Klinische Aktivitätszeichen: Koebner-Phänomen, Konfetti-Läsionen, Hypo-/Trichrom-Läsionen und inflammatorische Randsäume deuten auf eine akute, progrediente Vitiligo hin.
| Scoring-System | Beschreibung | Einsatzgebiet |
|---|---|---|
| BSA (Body Surface Area) | Neuner-Regel (1 % = Handfläche des Patienten) | Klinischer Alltag |
| VES (Vitiligo Extent Score) | Mustererkennung, Einteilung in 6 Schweregrade | Klinischer Alltag & Studien (auch als SA-VES für Patienten) |
| VASI / VETF-Score | Detaillierte Messung der Depigmentierung | Vorwiegend in klinischen Studien |
Labor-Screening:
- Empfehlung: Mindestens einmal jährlich Bestimmung von TSH sowie TPO- und TG-Antikörpern im Blut.
- Weitere Autoantikörper nur bei klinischem Verdacht auf andere Autoimmunerkrankungen.
Therapie
Die Wahl der Therapie richtet sich nach Ausdehnung, Lokalisation und Krankheitsaktivität.
Topische Therapie
| Wirkstoffklasse | Indikation | Anwendung & Bemerkung |
|---|---|---|
| Kortikosteroide (Klasse III) | 1. Wahl bei limitierter Vitiligo (<3 % BSA), extrafazial | Z.B. Mometasonfuorat. 3 Monate (1x tgl.) oder 6 Monate im Intervall (15 Tage Therapie, 14 Tage Pause). |
| Calcineurin-Inhibitoren | Alternative zu Kortikosteroiden, v.a. im Gesicht/Hals | Off-label (Tacrolimus/Pimecrolimus). 2x tgl. für 6-12 Monate. Als proaktive Therapie (2x/Woche) zur Rezidivprophylaxe. |
Phototherapie und gezielte Lichttherapie
- Schmalband-UVB (NB-UVB): Am besten untersuchte Therapie bei NSV. Indiziert bei generalisierter Vitiligo oder zur Stoppung einer aktiven, progredienten Vitiligo. Anwendung 2-3x pro Woche. Evaluation nach 3 Monaten; Abbruch nach spätestens 6 Monaten bei fehlendem Effekt (generell nicht länger als 12-24 Monate).
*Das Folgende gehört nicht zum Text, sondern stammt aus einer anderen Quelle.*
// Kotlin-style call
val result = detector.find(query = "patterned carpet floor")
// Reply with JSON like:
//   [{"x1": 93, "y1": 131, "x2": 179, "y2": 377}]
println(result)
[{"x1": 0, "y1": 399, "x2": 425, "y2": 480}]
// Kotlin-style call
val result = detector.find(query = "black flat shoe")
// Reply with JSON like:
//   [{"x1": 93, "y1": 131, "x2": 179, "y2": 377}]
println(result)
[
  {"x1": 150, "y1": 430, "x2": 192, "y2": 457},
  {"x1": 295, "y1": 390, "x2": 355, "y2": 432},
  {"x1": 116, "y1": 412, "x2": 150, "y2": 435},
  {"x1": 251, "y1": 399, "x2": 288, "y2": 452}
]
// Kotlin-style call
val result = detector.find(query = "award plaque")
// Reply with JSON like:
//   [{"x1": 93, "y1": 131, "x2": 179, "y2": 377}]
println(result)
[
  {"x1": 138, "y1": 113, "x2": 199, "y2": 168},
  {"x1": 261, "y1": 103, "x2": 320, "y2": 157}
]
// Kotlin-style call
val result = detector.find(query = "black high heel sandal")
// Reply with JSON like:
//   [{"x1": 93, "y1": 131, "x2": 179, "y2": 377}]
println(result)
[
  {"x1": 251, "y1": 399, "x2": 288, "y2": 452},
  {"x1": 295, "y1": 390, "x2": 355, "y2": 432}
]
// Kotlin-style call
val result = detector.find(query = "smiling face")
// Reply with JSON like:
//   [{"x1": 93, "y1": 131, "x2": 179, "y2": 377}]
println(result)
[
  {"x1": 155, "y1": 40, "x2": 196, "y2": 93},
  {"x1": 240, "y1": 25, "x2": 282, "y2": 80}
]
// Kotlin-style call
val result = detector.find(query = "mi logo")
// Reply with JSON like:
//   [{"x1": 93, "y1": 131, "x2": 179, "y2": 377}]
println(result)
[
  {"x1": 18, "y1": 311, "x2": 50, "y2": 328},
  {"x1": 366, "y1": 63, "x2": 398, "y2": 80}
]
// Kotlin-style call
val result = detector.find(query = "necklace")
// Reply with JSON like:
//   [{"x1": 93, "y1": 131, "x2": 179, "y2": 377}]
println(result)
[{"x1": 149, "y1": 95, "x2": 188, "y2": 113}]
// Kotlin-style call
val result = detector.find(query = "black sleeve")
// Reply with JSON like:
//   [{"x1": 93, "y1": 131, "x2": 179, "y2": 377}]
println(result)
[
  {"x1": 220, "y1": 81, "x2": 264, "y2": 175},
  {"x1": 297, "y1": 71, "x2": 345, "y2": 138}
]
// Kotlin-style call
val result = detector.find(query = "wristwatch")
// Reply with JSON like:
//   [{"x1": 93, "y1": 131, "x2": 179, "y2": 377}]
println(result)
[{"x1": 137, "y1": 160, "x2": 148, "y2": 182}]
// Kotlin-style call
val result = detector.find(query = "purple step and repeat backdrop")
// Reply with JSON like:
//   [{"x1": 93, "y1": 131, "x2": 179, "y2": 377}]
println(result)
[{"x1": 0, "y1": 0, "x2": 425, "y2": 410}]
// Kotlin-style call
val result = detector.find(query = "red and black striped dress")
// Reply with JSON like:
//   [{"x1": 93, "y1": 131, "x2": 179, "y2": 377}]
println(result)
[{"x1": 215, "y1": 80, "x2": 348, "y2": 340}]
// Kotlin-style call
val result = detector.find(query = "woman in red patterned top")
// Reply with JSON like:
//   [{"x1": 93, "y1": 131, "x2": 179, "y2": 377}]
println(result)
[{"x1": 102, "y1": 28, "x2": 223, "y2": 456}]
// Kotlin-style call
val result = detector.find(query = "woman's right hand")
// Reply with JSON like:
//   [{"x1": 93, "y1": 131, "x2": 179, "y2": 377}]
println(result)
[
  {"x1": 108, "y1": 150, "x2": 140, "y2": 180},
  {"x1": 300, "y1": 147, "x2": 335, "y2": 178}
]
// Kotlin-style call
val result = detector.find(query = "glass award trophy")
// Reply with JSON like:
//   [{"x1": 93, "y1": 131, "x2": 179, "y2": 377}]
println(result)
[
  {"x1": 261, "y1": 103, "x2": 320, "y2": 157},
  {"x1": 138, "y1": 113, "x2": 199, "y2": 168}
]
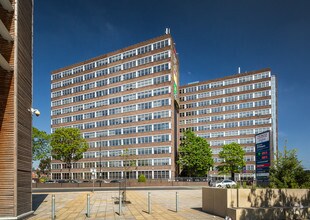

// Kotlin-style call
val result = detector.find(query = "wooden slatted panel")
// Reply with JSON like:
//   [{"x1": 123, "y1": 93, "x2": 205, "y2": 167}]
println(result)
[
  {"x1": 16, "y1": 0, "x2": 32, "y2": 215},
  {"x1": 0, "y1": 0, "x2": 16, "y2": 217}
]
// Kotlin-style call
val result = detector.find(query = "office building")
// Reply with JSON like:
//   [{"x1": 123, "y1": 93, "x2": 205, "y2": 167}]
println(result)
[
  {"x1": 180, "y1": 69, "x2": 278, "y2": 177},
  {"x1": 0, "y1": 0, "x2": 33, "y2": 219},
  {"x1": 51, "y1": 33, "x2": 179, "y2": 179}
]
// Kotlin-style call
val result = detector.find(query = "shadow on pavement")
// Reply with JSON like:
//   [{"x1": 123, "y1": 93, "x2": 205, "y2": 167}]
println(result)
[{"x1": 32, "y1": 194, "x2": 48, "y2": 211}]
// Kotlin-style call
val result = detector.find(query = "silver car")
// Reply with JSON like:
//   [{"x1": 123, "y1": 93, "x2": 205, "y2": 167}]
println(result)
[{"x1": 215, "y1": 180, "x2": 237, "y2": 188}]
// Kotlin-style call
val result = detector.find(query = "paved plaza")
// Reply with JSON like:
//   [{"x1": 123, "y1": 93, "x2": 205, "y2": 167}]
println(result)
[{"x1": 28, "y1": 189, "x2": 223, "y2": 220}]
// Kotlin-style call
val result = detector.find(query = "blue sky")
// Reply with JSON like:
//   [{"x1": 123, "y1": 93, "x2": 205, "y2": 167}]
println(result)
[{"x1": 33, "y1": 0, "x2": 310, "y2": 169}]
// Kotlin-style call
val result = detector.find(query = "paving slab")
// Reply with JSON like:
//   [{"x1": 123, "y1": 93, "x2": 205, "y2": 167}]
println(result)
[{"x1": 28, "y1": 189, "x2": 223, "y2": 220}]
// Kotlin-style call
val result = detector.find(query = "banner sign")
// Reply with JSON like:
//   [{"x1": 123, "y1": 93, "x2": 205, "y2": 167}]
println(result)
[{"x1": 255, "y1": 131, "x2": 271, "y2": 184}]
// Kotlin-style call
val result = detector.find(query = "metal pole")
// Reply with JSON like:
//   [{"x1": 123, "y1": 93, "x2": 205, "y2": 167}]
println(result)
[
  {"x1": 147, "y1": 192, "x2": 152, "y2": 214},
  {"x1": 175, "y1": 192, "x2": 179, "y2": 212},
  {"x1": 86, "y1": 194, "x2": 90, "y2": 217},
  {"x1": 118, "y1": 190, "x2": 122, "y2": 216},
  {"x1": 52, "y1": 194, "x2": 56, "y2": 220}
]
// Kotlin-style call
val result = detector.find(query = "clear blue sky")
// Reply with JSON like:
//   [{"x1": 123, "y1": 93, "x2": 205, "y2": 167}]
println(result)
[{"x1": 33, "y1": 0, "x2": 310, "y2": 169}]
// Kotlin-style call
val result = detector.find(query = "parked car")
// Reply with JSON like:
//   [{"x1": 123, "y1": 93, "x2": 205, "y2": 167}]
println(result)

- Gezielte Lichttherapie (308 nm Excimer-Laser/Lampe): Vorrangig bei SV und NSV mit limitierter Ausdehnung. Bietet den Vorteil einer geringeren kumulativen Dosis und Schonung gesunder Haut. Kombination mit topischen Calcineurin-Inhibitoren oder Kortikosteroiden verstärkt die Wirkung.
Systemtherapie
- Orale Minipulstherapie: Zur Erzielung eines Krankheitsstopps bei akuter, rasch progredienter Vitiligo. Empfehlung: Dexamethason (2,5 mg an zwei aufeinander folgenden Tagen pro Woche) für 3-6 Monate. Nicht als alleinige Therapie zur Repigmentierung empfohlen.
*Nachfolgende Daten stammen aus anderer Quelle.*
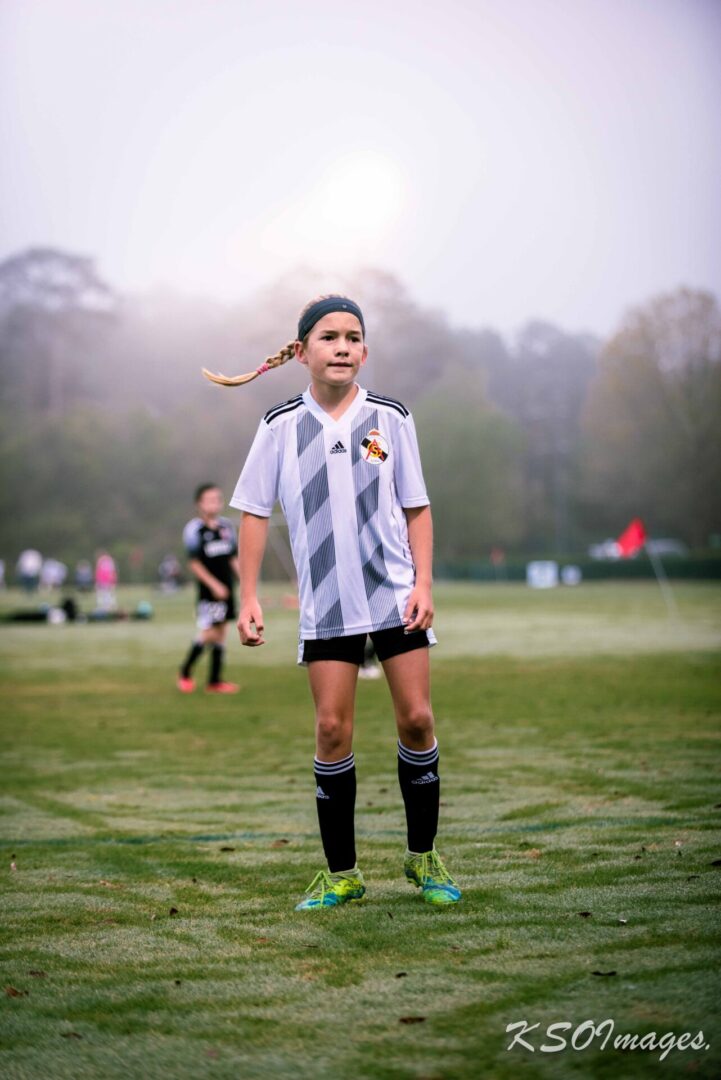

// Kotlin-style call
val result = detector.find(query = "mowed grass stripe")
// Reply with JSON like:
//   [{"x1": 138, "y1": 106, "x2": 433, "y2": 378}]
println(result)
[{"x1": 0, "y1": 586, "x2": 721, "y2": 1080}]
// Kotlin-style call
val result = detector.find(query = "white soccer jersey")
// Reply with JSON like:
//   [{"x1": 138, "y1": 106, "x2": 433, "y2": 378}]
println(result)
[{"x1": 230, "y1": 387, "x2": 435, "y2": 644}]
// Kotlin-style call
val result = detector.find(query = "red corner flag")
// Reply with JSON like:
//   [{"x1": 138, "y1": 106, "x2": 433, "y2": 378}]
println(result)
[{"x1": 616, "y1": 517, "x2": 648, "y2": 558}]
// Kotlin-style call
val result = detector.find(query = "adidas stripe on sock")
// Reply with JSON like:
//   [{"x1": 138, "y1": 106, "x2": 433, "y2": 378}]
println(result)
[
  {"x1": 398, "y1": 739, "x2": 440, "y2": 852},
  {"x1": 313, "y1": 753, "x2": 356, "y2": 874}
]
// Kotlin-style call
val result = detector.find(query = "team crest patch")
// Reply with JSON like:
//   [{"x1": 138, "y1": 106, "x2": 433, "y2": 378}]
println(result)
[{"x1": 361, "y1": 428, "x2": 389, "y2": 465}]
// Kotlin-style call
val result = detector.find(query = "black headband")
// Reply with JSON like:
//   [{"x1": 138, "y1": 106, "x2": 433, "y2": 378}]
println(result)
[{"x1": 298, "y1": 296, "x2": 366, "y2": 341}]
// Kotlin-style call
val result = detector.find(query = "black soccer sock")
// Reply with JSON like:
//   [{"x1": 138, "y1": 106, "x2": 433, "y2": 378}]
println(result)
[
  {"x1": 180, "y1": 640, "x2": 205, "y2": 678},
  {"x1": 398, "y1": 739, "x2": 440, "y2": 853},
  {"x1": 313, "y1": 753, "x2": 355, "y2": 874},
  {"x1": 208, "y1": 642, "x2": 226, "y2": 684}
]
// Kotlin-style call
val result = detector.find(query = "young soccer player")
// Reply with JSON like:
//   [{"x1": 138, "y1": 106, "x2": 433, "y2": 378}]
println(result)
[
  {"x1": 204, "y1": 296, "x2": 461, "y2": 910},
  {"x1": 177, "y1": 484, "x2": 239, "y2": 693}
]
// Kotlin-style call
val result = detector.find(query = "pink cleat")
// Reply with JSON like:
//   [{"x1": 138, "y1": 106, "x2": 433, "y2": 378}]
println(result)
[{"x1": 205, "y1": 683, "x2": 241, "y2": 693}]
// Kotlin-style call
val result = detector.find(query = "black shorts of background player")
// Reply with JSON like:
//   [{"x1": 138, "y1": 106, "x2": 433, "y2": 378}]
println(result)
[{"x1": 177, "y1": 484, "x2": 239, "y2": 693}]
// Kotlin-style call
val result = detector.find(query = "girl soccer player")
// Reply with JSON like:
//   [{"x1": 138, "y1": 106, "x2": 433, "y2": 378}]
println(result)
[
  {"x1": 204, "y1": 296, "x2": 461, "y2": 910},
  {"x1": 177, "y1": 484, "x2": 240, "y2": 693}
]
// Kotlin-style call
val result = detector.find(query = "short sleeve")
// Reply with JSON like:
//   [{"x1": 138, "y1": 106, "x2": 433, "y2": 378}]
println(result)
[
  {"x1": 393, "y1": 413, "x2": 431, "y2": 508},
  {"x1": 230, "y1": 420, "x2": 281, "y2": 517},
  {"x1": 182, "y1": 517, "x2": 203, "y2": 558},
  {"x1": 222, "y1": 517, "x2": 237, "y2": 555}
]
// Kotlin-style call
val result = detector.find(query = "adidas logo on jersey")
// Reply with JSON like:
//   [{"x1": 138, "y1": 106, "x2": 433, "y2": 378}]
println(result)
[{"x1": 411, "y1": 772, "x2": 438, "y2": 784}]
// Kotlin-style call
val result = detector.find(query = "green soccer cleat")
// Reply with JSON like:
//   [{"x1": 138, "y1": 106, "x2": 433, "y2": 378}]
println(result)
[
  {"x1": 296, "y1": 866, "x2": 366, "y2": 912},
  {"x1": 403, "y1": 848, "x2": 461, "y2": 904}
]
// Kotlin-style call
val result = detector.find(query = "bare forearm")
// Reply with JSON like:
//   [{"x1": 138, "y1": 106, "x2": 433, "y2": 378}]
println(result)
[
  {"x1": 404, "y1": 507, "x2": 433, "y2": 589},
  {"x1": 237, "y1": 512, "x2": 269, "y2": 604}
]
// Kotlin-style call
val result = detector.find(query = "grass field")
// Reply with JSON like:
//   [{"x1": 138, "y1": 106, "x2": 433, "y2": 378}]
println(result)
[{"x1": 0, "y1": 583, "x2": 721, "y2": 1080}]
- Biologika: Anti-TNF-Biologika zeigen keinen Nutzen und können das Risiko, an Vitiligo zu erkranken, sogar verdoppeln.
Chirurgische Therapie
Chirurgische Verfahren (z.B. Spalthauttransplantation, Saugblasentechnik, Zelltransplantation) sind nur für therapieresistente und stabile Vitiligo (insbesondere segmentale und fokale Formen) indiziert. Eine sorgfältige Patientenselektion ist essenziell (keine neuen Herde, kein Koebner-Phänomen, keine Keloidneigung).
Supportive Maßnahmen
- Lichtschutz: Konsequenter UV-Schutz (SPF ≥ 50) der depigmentierten Areale.
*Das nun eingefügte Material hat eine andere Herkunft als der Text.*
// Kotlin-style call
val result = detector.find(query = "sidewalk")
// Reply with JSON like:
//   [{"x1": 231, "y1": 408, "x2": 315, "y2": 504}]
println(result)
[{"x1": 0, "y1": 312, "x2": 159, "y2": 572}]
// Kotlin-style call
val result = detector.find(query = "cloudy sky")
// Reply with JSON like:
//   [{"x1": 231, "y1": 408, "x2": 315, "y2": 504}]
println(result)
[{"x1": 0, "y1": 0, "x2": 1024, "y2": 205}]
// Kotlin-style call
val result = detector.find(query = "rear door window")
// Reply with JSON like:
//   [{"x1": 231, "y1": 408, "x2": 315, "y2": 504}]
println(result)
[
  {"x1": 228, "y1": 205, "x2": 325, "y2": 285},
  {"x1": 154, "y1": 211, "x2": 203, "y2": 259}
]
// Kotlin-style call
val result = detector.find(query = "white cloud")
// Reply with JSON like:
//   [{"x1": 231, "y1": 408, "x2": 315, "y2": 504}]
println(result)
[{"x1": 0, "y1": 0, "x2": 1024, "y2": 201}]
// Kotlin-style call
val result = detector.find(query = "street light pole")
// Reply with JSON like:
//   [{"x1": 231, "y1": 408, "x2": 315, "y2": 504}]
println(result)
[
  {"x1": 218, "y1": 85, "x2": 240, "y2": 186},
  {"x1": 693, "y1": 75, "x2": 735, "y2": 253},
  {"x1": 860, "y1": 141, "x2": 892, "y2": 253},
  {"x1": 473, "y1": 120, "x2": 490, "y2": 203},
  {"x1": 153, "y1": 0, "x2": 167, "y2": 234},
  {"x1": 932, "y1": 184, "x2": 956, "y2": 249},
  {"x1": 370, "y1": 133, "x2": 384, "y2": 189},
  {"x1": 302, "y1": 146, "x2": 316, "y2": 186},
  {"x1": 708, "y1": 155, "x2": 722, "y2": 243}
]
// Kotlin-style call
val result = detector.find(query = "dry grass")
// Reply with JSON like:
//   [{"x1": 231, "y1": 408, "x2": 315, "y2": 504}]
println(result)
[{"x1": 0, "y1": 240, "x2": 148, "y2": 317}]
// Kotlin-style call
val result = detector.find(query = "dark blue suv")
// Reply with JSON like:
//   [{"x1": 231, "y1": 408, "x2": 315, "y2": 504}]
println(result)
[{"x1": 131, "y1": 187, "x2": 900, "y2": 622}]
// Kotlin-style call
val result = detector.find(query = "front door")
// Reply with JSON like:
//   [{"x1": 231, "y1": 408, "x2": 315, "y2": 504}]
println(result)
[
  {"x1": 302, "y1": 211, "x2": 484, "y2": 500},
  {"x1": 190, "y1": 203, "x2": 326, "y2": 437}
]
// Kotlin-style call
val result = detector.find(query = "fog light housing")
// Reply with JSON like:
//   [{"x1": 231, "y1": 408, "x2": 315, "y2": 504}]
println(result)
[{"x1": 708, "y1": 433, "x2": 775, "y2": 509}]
- Camouflage: Dermatokosmetische Produkte zur Abdeckung verbessern die Lebensqualität.
- Psychotherapie: Bei hoher psychischer Belastung (Messung z.B. via DLQI oder VitiQoL) sollten Patienten psychotherapeutisch angebunden werden.
- Depigmentierung: Gilt als Ultima Ratio in extrem seltenen Fällen (z.B. subtotale Vitiligo bei dunklen Hauttypen) und nur nach Ausschöpfung aller anderen Maßnahmen.
💡Praxis-Tipp
Nutzen Sie topische Calcineurin-Inhibitoren (off-label) nicht nur zur Akuttherapie im Gesicht, sondern auch als proaktive Erhaltungstherapie (zweimal wöchentlich), um nach einer erfolgreichen Repigmentierung das Rezidivrisiko signifikant zu senken.